The electrocatalytic carbon dioxide reduction reaction (CO₂RR) producing HCOOH and CO is one of the most promising approaches for storing renewable electricity as chemical energy in fuels. SnO₂ is a good catalyst for CO₂-to-HCOOH or CO₂-to-CO conversion, with different crystal planes participating the catalytic process. Among them, (110) surface SnO₂ is very stable and easy to synthesisze. By changing the ratio of Sn: O for SnO₂(110), we have two typical SnO₂ thin films: fully oxidized (stoichiometric) and partially reduced. In this work, we are concerned with different metals (Fe, Co, Ni, Cu, Ru, Rh, Pd, Ag, Os, Ir, Pt, and Au)-doped SnO₂(110) with different activity and selectivity for CO₂RR. All these changes are manipulated by adjusting the ratio of Sn: O in (110) surface.
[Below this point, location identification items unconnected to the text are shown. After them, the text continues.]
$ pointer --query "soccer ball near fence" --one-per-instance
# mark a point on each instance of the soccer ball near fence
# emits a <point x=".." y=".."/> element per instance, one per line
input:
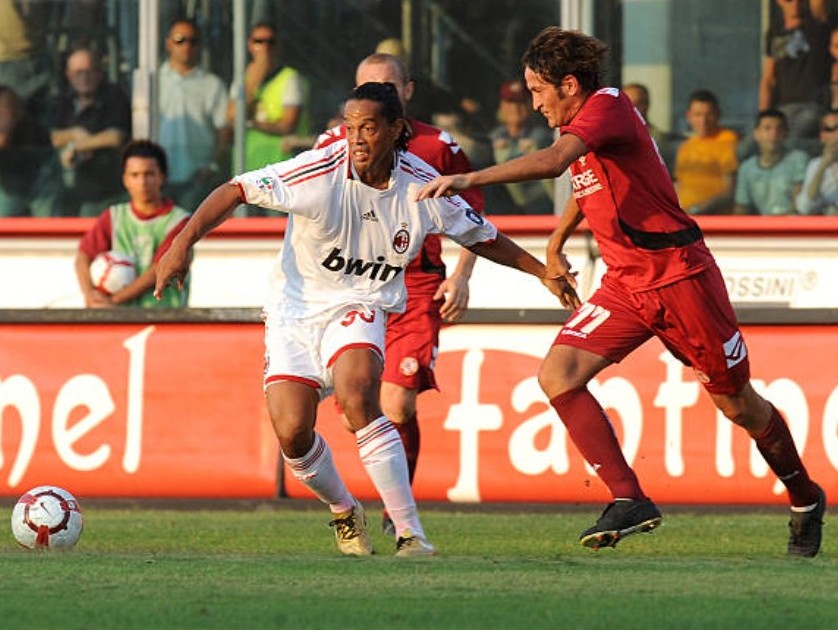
<point x="47" y="517"/>
<point x="112" y="271"/>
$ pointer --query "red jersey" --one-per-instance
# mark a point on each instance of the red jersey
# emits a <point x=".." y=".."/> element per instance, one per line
<point x="625" y="192"/>
<point x="437" y="148"/>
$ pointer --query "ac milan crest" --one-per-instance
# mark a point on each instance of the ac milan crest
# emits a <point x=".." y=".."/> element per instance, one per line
<point x="401" y="241"/>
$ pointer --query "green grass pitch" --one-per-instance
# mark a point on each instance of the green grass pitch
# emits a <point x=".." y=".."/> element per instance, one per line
<point x="274" y="565"/>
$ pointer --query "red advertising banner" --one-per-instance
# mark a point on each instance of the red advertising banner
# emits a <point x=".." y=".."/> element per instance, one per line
<point x="119" y="410"/>
<point x="490" y="434"/>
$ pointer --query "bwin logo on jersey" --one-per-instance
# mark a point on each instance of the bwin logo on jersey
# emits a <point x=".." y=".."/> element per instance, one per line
<point x="377" y="270"/>
<point x="266" y="184"/>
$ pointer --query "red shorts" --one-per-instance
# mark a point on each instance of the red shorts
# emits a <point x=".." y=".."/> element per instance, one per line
<point x="692" y="317"/>
<point x="411" y="344"/>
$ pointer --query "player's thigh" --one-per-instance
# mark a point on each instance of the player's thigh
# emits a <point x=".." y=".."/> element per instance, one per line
<point x="412" y="344"/>
<point x="293" y="410"/>
<point x="292" y="353"/>
<point x="698" y="325"/>
<point x="602" y="330"/>
<point x="398" y="403"/>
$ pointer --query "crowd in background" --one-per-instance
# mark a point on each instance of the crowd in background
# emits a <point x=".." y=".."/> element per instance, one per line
<point x="62" y="131"/>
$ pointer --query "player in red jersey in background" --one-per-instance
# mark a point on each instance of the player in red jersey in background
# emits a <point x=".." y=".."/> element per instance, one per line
<point x="661" y="281"/>
<point x="413" y="336"/>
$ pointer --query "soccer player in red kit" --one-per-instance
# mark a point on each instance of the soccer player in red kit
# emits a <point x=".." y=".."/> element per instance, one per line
<point x="661" y="281"/>
<point x="413" y="336"/>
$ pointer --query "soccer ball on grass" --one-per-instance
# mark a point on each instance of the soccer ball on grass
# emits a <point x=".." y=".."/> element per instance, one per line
<point x="47" y="517"/>
<point x="112" y="271"/>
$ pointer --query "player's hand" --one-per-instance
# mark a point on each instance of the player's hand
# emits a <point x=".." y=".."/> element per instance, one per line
<point x="456" y="293"/>
<point x="172" y="267"/>
<point x="97" y="299"/>
<point x="562" y="289"/>
<point x="444" y="186"/>
<point x="560" y="279"/>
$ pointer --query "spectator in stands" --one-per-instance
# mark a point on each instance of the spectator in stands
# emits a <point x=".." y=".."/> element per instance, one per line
<point x="142" y="228"/>
<point x="833" y="73"/>
<point x="768" y="182"/>
<point x="276" y="97"/>
<point x="796" y="67"/>
<point x="819" y="194"/>
<point x="667" y="142"/>
<point x="90" y="122"/>
<point x="705" y="164"/>
<point x="30" y="175"/>
<point x="193" y="116"/>
<point x="517" y="134"/>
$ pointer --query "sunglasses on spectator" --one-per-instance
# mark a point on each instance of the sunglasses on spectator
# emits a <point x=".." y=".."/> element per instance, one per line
<point x="180" y="40"/>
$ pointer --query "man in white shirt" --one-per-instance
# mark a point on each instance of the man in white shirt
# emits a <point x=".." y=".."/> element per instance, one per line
<point x="354" y="224"/>
<point x="193" y="118"/>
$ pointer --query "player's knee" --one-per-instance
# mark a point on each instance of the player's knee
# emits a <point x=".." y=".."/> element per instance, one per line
<point x="554" y="379"/>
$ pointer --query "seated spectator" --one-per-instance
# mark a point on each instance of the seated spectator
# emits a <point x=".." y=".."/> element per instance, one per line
<point x="90" y="122"/>
<point x="520" y="133"/>
<point x="705" y="164"/>
<point x="30" y="175"/>
<point x="768" y="182"/>
<point x="819" y="193"/>
<point x="193" y="118"/>
<point x="667" y="142"/>
<point x="142" y="228"/>
<point x="276" y="97"/>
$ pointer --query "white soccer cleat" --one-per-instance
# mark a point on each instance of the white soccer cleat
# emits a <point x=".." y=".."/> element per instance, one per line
<point x="410" y="546"/>
<point x="351" y="532"/>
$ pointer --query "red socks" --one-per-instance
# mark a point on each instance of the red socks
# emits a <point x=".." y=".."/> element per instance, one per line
<point x="593" y="435"/>
<point x="409" y="431"/>
<point x="780" y="452"/>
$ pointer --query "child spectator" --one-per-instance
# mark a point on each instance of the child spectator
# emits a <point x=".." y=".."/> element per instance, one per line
<point x="768" y="182"/>
<point x="820" y="186"/>
<point x="705" y="165"/>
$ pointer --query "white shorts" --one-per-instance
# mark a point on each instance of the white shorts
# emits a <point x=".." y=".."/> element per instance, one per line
<point x="305" y="351"/>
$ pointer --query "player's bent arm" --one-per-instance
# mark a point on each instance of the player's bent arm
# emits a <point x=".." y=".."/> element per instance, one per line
<point x="214" y="210"/>
<point x="545" y="163"/>
<point x="504" y="251"/>
<point x="92" y="296"/>
<point x="455" y="287"/>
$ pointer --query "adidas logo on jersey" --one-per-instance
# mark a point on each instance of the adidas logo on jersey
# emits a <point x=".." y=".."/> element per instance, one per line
<point x="378" y="270"/>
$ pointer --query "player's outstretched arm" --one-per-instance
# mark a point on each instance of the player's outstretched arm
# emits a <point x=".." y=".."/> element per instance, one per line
<point x="506" y="252"/>
<point x="174" y="264"/>
<point x="545" y="163"/>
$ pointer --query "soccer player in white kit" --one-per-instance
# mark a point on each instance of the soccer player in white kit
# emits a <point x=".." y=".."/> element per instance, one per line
<point x="354" y="224"/>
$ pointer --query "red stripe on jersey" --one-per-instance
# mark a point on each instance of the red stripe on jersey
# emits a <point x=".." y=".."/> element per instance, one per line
<point x="308" y="165"/>
<point x="318" y="173"/>
<point x="307" y="171"/>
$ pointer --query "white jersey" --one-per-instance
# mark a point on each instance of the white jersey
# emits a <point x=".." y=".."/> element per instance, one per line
<point x="348" y="243"/>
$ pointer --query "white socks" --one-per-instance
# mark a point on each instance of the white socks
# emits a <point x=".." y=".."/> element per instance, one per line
<point x="382" y="454"/>
<point x="316" y="470"/>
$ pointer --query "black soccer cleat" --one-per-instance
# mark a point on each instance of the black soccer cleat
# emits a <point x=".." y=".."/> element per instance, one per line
<point x="805" y="529"/>
<point x="621" y="519"/>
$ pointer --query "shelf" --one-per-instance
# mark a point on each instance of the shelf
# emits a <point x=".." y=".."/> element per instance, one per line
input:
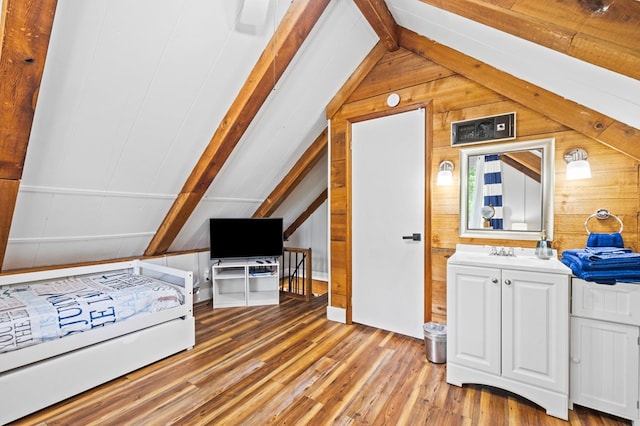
<point x="228" y="273"/>
<point x="245" y="283"/>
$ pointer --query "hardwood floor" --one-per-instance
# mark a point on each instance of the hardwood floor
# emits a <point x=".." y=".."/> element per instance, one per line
<point x="288" y="364"/>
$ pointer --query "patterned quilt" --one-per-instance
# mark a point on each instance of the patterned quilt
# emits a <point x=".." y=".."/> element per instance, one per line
<point x="38" y="312"/>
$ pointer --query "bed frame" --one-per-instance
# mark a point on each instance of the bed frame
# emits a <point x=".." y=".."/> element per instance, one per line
<point x="37" y="376"/>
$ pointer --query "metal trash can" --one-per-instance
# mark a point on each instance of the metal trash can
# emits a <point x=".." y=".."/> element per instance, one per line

The results show that stochiometric and reduced Cu/Ag doped SnO₂(110) have different selectivity for CO₂RR. More specifically, stochiometric Cu/Ag-doped SnO₂(110) tends to generate CO(g). Meanwhile, the reduced surface tends to generate HCOOH(g). Moreover, we also considered the competitive hydrogen evolution reaction (HER). The catalysts SnO₂(110) doped by Ru, Rh, Pd, Os, Ir, and Pt have high activity for HER, and others are good catalysts for CO₂RR.